Qu’est-ce que vous voulez que je vous dise sur ce taré, il a déjà assez fait de bordel comme ça, c’est un ville tranquille ici, on avait pas besoin de tout ce tapage, pas vraiment connu, non, les parents et le frère, si, des gens bien, ils ont fait ce que font les parents, on veut toujours défendre les nôtres, la famille, même si elle est toute pourrie, mais je vous dis, sa place était en prison, la prison ferme, je sais comment ça se passe, un appel par-ci, un appel par-là, une virgule qui est pas à la bonne place, un procès mal fichu, affaire bouclée, avec de l’argent on s’en sort toujours, je vous dis que je m’en fous de votre Adrien, point, pourquoi vous n’allez pas demander au Centre, il parait qu’il avait des tas de psy autour de lui, payés par qui, hein, par des andouilles comme nous, ne me faites pas monter la moutarde au nez, allez demander l’aumône ailleurs, par ici on a déjà donné.

A propos de Helena Barroso

Je vis à Lisbonne, mais il est peut-être temps de partir à nouveau et d'aller découvrir d'autres parages. Je suis professeure depuis près de trente ans, si bien que je commence à penser qu'autre chose serait une bonne chose à faire. Je peux dire que déménagement me définirait plutôt bien.

15 commentaires à propos de “#été2023 #05bis | Ils ne savent rien”

  1. Bravo! Les voix s’entendent tout en ayant leur spécificités. Très inspirant, merci.

    • Oui, le prénom fait résonner celui d’un autre personnage ! Mais rien à faire, maintenant ! Adrien restera ! Merci infinement, Ugo !

  2. De plus en plus prenant, j’ai adoré le passage de l’écrivain.e cet hors-champ de ce que tu nous avais donné à lire jusqu’à présent, ses interrogations, sa pratique, ce tunnel obscur… Superbe.

    • Merci, Laure ! Je suis contente que cela fasse sens pour toi ! Pas très sûre où ce texte pourra s’insérer dans le récit, mais le chemin est encore long !

  3. bel entrelacement qui nous réclame d’établir notre propre composition… beaucoup aimé ton bloc 3 bien sûr et ai retenu : « Parfois on se perd complétement, on ne retrouve jamais le chemin, ni celui-là ni un autre, d’ailleurs, mais quand on arrive au bout, il y a quand même quelque chose qui nous remue de l’intérieur, un petit goût de voilà c’est fait, je m’en suis sorti. On respire mieux. »…
    merci Helena

    • Merci tellement, Françoise ! Texte un peu hors forme initiale, mais qui sait s’il ne trouve sa place dans le récit. Ces explorations sont exactement faites pour cela !

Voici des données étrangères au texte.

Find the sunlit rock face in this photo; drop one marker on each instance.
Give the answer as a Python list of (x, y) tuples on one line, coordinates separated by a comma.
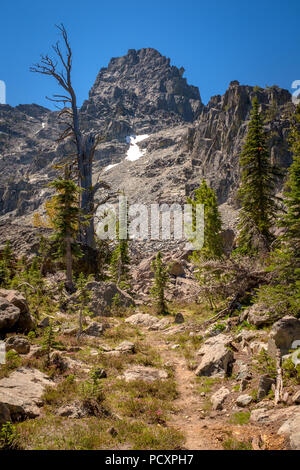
[(160, 140)]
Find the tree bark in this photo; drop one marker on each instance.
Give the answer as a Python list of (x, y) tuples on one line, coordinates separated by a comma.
[(69, 284)]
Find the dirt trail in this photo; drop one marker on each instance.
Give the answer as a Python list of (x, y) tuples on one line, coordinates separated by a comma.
[(199, 433)]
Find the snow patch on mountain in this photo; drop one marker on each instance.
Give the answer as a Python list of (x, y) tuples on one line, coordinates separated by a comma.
[(134, 152)]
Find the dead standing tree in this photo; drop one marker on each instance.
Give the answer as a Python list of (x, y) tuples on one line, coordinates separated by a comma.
[(60, 69)]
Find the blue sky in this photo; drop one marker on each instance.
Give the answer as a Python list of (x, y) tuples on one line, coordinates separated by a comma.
[(255, 42)]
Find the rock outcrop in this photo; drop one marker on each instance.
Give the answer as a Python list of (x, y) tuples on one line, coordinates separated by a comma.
[(21, 392), (216, 357), (138, 94), (14, 314)]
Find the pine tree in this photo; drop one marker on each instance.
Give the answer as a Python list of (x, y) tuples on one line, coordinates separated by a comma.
[(120, 261), (84, 296), (6, 270), (291, 221), (283, 293), (160, 283), (66, 223), (213, 245), (48, 343), (256, 193)]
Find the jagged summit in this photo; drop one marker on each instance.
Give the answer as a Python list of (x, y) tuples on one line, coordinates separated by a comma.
[(141, 94), (143, 85)]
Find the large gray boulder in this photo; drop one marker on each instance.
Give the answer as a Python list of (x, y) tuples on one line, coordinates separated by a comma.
[(282, 335), (95, 329), (18, 343), (216, 357), (147, 374), (21, 393), (264, 386), (9, 315), (104, 295), (14, 313), (147, 321), (219, 397), (257, 315), (288, 418), (16, 298)]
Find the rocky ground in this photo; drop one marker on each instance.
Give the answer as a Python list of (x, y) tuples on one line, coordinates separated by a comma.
[(138, 381)]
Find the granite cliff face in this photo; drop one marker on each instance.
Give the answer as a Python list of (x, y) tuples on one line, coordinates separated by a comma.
[(179, 140)]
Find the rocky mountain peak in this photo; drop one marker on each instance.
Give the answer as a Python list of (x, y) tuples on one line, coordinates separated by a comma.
[(143, 86)]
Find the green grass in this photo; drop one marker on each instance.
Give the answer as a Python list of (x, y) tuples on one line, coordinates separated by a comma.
[(234, 444), (56, 433), (241, 417)]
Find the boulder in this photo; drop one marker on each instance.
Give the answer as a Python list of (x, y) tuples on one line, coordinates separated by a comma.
[(267, 416), (16, 298), (177, 268), (104, 295), (126, 346), (80, 409), (243, 371), (218, 398), (296, 398), (179, 318), (264, 386), (14, 314), (21, 392), (287, 417), (9, 315), (95, 329), (100, 373), (147, 374), (291, 429), (282, 335), (257, 315), (216, 357), (148, 321), (20, 344), (44, 323), (244, 400)]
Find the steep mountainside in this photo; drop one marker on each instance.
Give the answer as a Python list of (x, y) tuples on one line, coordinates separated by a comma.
[(179, 140)]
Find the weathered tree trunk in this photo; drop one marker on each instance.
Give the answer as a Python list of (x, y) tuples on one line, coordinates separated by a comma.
[(279, 381), (69, 284), (85, 145), (85, 166)]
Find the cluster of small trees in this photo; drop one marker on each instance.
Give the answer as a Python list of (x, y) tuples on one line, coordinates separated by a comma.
[(73, 205), (261, 211)]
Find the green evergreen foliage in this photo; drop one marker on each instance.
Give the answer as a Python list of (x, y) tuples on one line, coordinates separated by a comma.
[(160, 283), (283, 294), (120, 262), (6, 268), (48, 343), (66, 216), (66, 222), (84, 296), (256, 193), (213, 245)]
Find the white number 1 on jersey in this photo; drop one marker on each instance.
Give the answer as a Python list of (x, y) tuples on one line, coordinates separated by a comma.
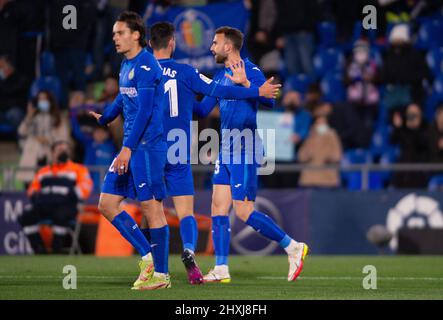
[(171, 88)]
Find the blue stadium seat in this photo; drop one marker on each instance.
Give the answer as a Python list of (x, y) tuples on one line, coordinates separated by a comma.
[(328, 60), (333, 88), (434, 58), (298, 82), (353, 179), (48, 80), (436, 183), (378, 179), (327, 34), (430, 34)]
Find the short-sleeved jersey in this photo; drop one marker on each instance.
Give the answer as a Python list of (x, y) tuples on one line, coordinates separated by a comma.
[(182, 83), (142, 71), (240, 114)]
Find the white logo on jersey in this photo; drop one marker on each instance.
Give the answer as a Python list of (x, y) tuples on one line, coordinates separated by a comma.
[(131, 74), (145, 67), (205, 79), (129, 91)]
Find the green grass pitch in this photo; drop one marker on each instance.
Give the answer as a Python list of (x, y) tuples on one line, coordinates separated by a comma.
[(323, 277)]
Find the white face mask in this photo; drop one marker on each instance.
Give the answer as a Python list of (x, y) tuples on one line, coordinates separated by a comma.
[(322, 129)]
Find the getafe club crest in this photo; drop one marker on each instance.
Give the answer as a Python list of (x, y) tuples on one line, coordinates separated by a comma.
[(194, 32), (131, 74)]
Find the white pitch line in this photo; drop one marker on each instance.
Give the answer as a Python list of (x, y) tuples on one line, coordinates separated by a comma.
[(357, 278), (260, 278)]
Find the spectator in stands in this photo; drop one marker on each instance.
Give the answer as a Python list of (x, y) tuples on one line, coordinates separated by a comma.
[(404, 69), (55, 193), (410, 133), (13, 93), (302, 118), (42, 126), (436, 137), (322, 147), (295, 29), (99, 149), (362, 93)]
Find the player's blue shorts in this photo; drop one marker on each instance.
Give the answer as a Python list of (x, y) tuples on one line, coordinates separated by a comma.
[(179, 180), (241, 177), (144, 179)]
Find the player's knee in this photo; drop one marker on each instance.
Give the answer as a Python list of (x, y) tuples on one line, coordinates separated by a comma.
[(107, 209), (243, 209)]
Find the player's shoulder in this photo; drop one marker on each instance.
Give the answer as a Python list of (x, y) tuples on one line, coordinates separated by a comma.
[(148, 62), (251, 67)]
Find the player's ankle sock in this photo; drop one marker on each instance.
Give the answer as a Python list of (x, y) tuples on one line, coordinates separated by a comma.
[(160, 248), (131, 232), (188, 232), (146, 233), (221, 233), (289, 244), (223, 269), (265, 226), (147, 257)]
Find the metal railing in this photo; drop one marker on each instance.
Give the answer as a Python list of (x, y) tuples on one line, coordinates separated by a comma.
[(8, 181)]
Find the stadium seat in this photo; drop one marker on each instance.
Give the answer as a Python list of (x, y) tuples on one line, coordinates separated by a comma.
[(299, 82), (436, 183), (327, 34), (333, 88), (430, 34), (379, 179), (435, 98), (353, 179), (47, 80), (434, 58), (328, 60)]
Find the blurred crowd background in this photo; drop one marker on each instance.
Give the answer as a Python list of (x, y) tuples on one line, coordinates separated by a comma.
[(350, 95)]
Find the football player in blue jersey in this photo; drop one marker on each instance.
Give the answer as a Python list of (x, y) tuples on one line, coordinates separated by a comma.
[(183, 82), (235, 180), (138, 170)]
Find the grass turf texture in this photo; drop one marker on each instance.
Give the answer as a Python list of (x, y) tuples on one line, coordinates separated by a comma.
[(323, 277)]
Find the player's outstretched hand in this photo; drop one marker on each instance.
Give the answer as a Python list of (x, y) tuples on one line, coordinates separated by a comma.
[(269, 90), (122, 161), (96, 115), (238, 74)]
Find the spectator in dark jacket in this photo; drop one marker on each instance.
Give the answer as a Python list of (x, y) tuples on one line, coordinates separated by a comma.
[(404, 69), (436, 137), (410, 133), (295, 28)]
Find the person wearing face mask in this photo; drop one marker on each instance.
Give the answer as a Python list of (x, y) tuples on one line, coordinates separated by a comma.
[(43, 124), (404, 69), (322, 147), (410, 134), (55, 193), (302, 118), (362, 93)]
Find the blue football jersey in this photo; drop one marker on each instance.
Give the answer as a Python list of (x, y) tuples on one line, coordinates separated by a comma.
[(182, 83), (142, 71)]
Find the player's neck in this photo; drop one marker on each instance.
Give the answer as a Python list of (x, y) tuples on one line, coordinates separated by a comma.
[(133, 53), (232, 59), (162, 54)]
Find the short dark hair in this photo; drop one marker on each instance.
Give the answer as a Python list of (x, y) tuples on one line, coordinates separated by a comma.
[(233, 34), (161, 33), (134, 23)]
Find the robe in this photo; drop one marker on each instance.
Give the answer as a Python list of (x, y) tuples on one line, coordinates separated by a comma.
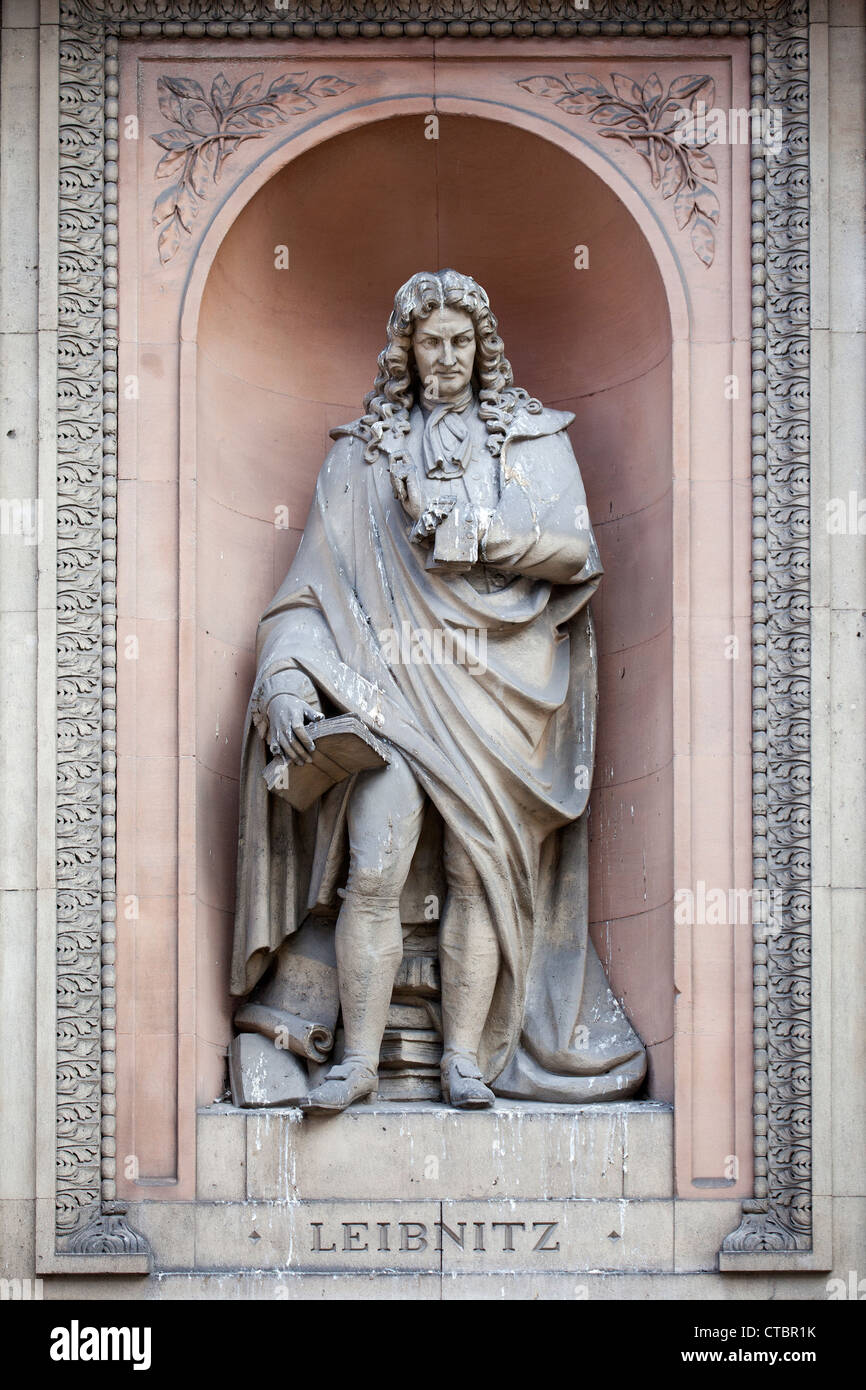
[(502, 745)]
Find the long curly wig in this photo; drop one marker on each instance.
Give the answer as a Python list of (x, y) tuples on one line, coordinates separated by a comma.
[(396, 385)]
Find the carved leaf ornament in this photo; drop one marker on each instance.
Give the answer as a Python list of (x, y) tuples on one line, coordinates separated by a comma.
[(209, 128), (654, 123)]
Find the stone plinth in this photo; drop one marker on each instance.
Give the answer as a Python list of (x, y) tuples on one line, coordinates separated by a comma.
[(423, 1189)]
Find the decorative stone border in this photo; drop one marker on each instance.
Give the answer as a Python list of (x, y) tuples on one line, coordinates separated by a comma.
[(89, 1221)]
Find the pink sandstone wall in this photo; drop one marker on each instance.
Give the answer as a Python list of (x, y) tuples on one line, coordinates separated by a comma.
[(227, 421)]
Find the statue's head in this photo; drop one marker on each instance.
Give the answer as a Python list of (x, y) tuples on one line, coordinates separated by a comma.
[(441, 337)]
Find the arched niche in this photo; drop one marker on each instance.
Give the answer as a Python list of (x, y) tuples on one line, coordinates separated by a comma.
[(282, 355)]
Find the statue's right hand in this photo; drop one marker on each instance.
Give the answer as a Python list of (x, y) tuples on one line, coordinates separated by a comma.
[(287, 733)]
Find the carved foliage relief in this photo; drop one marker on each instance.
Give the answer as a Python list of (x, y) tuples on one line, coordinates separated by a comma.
[(647, 116), (207, 128)]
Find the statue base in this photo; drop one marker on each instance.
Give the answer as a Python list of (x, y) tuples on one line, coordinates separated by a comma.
[(417, 1189)]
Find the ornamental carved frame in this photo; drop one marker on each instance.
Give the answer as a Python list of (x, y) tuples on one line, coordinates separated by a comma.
[(86, 1228)]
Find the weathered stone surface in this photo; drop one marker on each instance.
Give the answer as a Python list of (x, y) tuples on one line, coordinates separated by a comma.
[(407, 1151)]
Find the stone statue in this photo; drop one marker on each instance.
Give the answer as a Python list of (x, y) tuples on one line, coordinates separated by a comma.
[(439, 601)]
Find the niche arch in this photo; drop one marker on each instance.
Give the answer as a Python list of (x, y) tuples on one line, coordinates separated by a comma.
[(274, 357)]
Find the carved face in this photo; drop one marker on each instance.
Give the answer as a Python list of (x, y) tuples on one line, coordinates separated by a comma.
[(445, 350)]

    • oh mais oui, c’est tellement ça, j’ai été très émue de lire ce passage, chère Helena…
      comme dans le zoom de samedi matin, pas étonnant que ce soit ce que tu relèves aussi Françoise 😉 !

      et comme il est bon à présent d’entendre d’autres voix, bravo Helena, le mystère s’épaissit tout en se dévoilant un peu…
      suis heureuse de pouvoir reprendre le fil après une interruption involontaire !
      à bientôt la suite !!

      • Heureuse de ton retour ! Et merci infiniment pour ton commentaire ! Je vais aller découvrir tes textes !

  4. Important ce passage par l’extérieur du personnage pour le saisir mieux. J’ai hâte d’en lire plus.